Jack lowered the umbrella shield and looked up at me, still relegated to sitting on the dirt, thanks to his injury.

“These are radish demons?”

“You bet.”

“And they’re on our side now?”

I looked over at them. If they didn’t think this Earth was viable anymore, then they didn’t have a reason to still be invested in my mother’s wellbeing. No point in having an anchor to a world you were abandoning, after all.

But they still carried her on their shoulders like dutiful servants. Judging by that, and the fact that they’d seemed to lose all rationality when presented with anything that threatened the bond between themselves and my mother, I wondered if they even had a choice. Maybe the imprinting process was that powerful.

I answered Jack’s question.

“Looks like they are.”

I picked him up carefully and tossed him over one shoulder. I tucked Violet under my opposite arm.

I signaled to the demons.

“Let’s get somewhere safe. For now.”

We ran.

I was the limiting factor. The speedometer function in my corneal lenses told me I was running close to thirty miles per hour, and it was obvious that the Michael and his two kids were barely even running to pace with me. From how quickly I’d seen them move in a fight, and my growing suspicion that they didn’t experience fatigue, I was beginning to believe they really could cross the continent in a few hours if they’d wanted to.

As we ran, Lannon spoke in my ear.

“Hey. Laura. Your cardiac sensor says you’re still alive. Are you okay?”

“Yeah. I guess. Have you ever heard of these hungry centipede things before?”

“We know less about the life forms of the interdimensional void than we do about the bottom of the ocean.”

He followed immediately with, “sorry, it’s an expression from the connected multiverse. You have marine biology on this Earth?”

“We don’t know what the…” I corrected myself because I once again had Violet under my arm. “…what the heck is on the ocean floor here either.”

“Good. The expression still stands.”

“So that means you don’t know how to deal with these things?”

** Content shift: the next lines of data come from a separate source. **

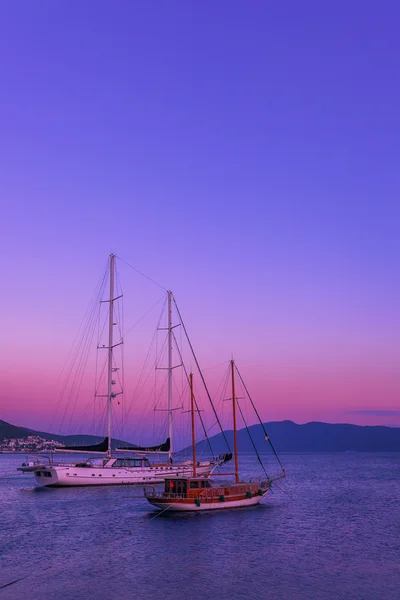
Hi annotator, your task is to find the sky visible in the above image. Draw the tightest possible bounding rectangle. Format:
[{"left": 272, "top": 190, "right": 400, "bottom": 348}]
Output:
[{"left": 0, "top": 0, "right": 400, "bottom": 440}]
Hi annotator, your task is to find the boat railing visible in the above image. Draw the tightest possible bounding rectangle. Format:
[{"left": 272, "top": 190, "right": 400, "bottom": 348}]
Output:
[{"left": 21, "top": 454, "right": 52, "bottom": 467}]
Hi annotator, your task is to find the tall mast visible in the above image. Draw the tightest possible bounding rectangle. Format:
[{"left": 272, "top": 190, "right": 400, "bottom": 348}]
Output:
[
  {"left": 168, "top": 291, "right": 172, "bottom": 463},
  {"left": 107, "top": 254, "right": 115, "bottom": 456},
  {"left": 189, "top": 373, "right": 196, "bottom": 477},
  {"left": 231, "top": 360, "right": 239, "bottom": 483}
]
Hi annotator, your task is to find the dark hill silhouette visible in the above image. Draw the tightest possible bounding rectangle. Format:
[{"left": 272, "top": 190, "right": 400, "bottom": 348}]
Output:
[
  {"left": 198, "top": 421, "right": 400, "bottom": 454},
  {"left": 0, "top": 419, "right": 135, "bottom": 448},
  {"left": 0, "top": 420, "right": 400, "bottom": 454}
]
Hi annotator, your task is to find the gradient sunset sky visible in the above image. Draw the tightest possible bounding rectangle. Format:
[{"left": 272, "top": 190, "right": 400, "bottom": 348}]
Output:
[{"left": 0, "top": 0, "right": 400, "bottom": 430}]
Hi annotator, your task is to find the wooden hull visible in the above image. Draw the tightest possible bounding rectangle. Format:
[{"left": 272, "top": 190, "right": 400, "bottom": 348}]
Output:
[{"left": 146, "top": 490, "right": 268, "bottom": 512}]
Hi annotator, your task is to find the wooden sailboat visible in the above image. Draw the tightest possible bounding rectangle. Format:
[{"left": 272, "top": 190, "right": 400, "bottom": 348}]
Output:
[
  {"left": 18, "top": 254, "right": 232, "bottom": 487},
  {"left": 144, "top": 360, "right": 286, "bottom": 511}
]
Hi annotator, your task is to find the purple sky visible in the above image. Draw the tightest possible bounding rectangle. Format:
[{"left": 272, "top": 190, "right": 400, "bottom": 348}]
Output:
[{"left": 0, "top": 0, "right": 400, "bottom": 427}]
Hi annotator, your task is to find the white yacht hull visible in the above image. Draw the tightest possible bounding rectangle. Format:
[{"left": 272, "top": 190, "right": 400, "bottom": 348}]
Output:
[{"left": 34, "top": 462, "right": 218, "bottom": 487}]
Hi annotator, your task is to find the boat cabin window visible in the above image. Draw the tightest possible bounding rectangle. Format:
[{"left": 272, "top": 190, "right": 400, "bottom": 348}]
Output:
[
  {"left": 165, "top": 479, "right": 187, "bottom": 495},
  {"left": 86, "top": 458, "right": 108, "bottom": 467},
  {"left": 113, "top": 458, "right": 144, "bottom": 468}
]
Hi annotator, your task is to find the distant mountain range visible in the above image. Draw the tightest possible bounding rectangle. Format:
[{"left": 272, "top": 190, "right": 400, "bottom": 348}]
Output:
[
  {"left": 0, "top": 420, "right": 400, "bottom": 454},
  {"left": 197, "top": 421, "right": 400, "bottom": 454},
  {"left": 0, "top": 419, "right": 135, "bottom": 448}
]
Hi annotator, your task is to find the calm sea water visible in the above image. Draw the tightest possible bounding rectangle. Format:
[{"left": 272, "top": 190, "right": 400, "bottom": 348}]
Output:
[{"left": 0, "top": 453, "right": 400, "bottom": 600}]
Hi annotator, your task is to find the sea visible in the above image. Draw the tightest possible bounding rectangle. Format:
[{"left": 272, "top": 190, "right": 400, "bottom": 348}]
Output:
[{"left": 0, "top": 452, "right": 400, "bottom": 600}]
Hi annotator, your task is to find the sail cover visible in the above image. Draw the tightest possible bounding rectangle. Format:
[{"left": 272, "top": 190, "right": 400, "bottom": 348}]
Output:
[
  {"left": 57, "top": 437, "right": 108, "bottom": 452},
  {"left": 118, "top": 438, "right": 171, "bottom": 452}
]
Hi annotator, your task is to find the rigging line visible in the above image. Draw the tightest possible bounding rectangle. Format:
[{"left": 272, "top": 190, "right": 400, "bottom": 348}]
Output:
[
  {"left": 115, "top": 255, "right": 168, "bottom": 292},
  {"left": 125, "top": 296, "right": 167, "bottom": 417},
  {"left": 60, "top": 278, "right": 104, "bottom": 429},
  {"left": 63, "top": 288, "right": 101, "bottom": 428},
  {"left": 57, "top": 261, "right": 108, "bottom": 384},
  {"left": 235, "top": 364, "right": 285, "bottom": 473},
  {"left": 69, "top": 304, "right": 99, "bottom": 428},
  {"left": 236, "top": 398, "right": 269, "bottom": 479},
  {"left": 124, "top": 294, "right": 164, "bottom": 337},
  {"left": 50, "top": 272, "right": 107, "bottom": 429},
  {"left": 203, "top": 360, "right": 231, "bottom": 373},
  {"left": 173, "top": 296, "right": 231, "bottom": 452},
  {"left": 172, "top": 333, "right": 214, "bottom": 456}
]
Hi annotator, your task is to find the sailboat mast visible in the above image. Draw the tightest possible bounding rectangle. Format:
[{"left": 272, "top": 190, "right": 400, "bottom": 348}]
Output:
[
  {"left": 168, "top": 291, "right": 172, "bottom": 463},
  {"left": 231, "top": 360, "right": 239, "bottom": 483},
  {"left": 189, "top": 373, "right": 196, "bottom": 477},
  {"left": 107, "top": 254, "right": 115, "bottom": 456}
]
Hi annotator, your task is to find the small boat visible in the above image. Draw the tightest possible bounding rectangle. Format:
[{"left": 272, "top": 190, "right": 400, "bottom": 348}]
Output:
[{"left": 144, "top": 360, "right": 286, "bottom": 512}]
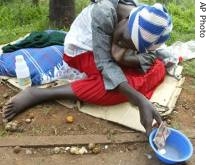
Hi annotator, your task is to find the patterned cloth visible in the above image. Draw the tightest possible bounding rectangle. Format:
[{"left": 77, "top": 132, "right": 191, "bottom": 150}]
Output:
[
  {"left": 0, "top": 45, "right": 85, "bottom": 85},
  {"left": 128, "top": 3, "right": 172, "bottom": 53}
]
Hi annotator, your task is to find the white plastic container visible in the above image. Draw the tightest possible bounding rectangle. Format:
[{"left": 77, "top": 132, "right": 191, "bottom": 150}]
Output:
[{"left": 15, "top": 55, "right": 31, "bottom": 89}]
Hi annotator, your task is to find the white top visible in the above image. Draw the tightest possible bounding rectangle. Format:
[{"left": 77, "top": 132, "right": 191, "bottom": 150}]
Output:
[{"left": 64, "top": 5, "right": 93, "bottom": 57}]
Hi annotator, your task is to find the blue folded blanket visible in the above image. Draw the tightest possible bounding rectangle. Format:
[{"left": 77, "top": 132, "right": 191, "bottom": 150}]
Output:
[{"left": 0, "top": 45, "right": 65, "bottom": 85}]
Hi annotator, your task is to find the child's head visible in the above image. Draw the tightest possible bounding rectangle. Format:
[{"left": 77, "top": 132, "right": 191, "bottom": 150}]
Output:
[{"left": 128, "top": 3, "right": 173, "bottom": 53}]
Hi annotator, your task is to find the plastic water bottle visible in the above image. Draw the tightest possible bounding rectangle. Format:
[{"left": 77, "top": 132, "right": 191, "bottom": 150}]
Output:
[{"left": 15, "top": 55, "right": 31, "bottom": 89}]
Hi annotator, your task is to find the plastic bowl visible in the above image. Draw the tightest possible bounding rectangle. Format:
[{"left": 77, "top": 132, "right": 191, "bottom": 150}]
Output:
[{"left": 149, "top": 128, "right": 193, "bottom": 164}]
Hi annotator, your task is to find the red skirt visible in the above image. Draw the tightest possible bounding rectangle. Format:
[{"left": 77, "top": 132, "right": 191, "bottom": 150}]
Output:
[{"left": 64, "top": 52, "right": 165, "bottom": 105}]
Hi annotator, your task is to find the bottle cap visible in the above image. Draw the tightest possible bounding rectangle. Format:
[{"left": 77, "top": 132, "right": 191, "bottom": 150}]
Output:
[{"left": 15, "top": 55, "right": 24, "bottom": 62}]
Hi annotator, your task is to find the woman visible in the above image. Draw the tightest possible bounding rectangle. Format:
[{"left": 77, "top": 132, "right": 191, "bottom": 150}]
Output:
[{"left": 3, "top": 0, "right": 172, "bottom": 135}]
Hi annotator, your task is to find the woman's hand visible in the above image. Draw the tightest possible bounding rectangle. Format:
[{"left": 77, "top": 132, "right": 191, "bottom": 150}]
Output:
[
  {"left": 112, "top": 44, "right": 127, "bottom": 64},
  {"left": 139, "top": 101, "right": 162, "bottom": 137}
]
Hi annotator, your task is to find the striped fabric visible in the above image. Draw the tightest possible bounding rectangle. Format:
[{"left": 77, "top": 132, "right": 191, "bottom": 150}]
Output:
[{"left": 128, "top": 3, "right": 173, "bottom": 53}]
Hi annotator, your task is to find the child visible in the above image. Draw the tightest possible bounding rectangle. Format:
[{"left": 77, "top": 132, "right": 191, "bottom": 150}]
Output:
[{"left": 3, "top": 0, "right": 172, "bottom": 135}]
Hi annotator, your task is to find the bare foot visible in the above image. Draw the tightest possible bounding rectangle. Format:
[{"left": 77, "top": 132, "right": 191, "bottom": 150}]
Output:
[{"left": 2, "top": 88, "right": 37, "bottom": 122}]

“Unfortunately, no. I’ve stopped getting any reading from the bridge we created – the centipede must’ve destroyed it by crawling through. And since our reinforcement team collapsed their thread behind them, we no longer have any viable portals off this reality.”

“So we’re stuck?”

“Yep.”

I didn’t say it to Lannon, but I was glad the portals were destroyed. Now he and the rest of MEAD couldn’t run away and leave my planet for dead. We were all in this together.

“Okay. Any ideas?”

“I’m sending you a location. Be there in an hour. Clifton and I are organizing a temporary truce for all parties involved today.”

“What are we going to do there?”

“Hopefully, we’re going to figure out how to stop the end of the world.”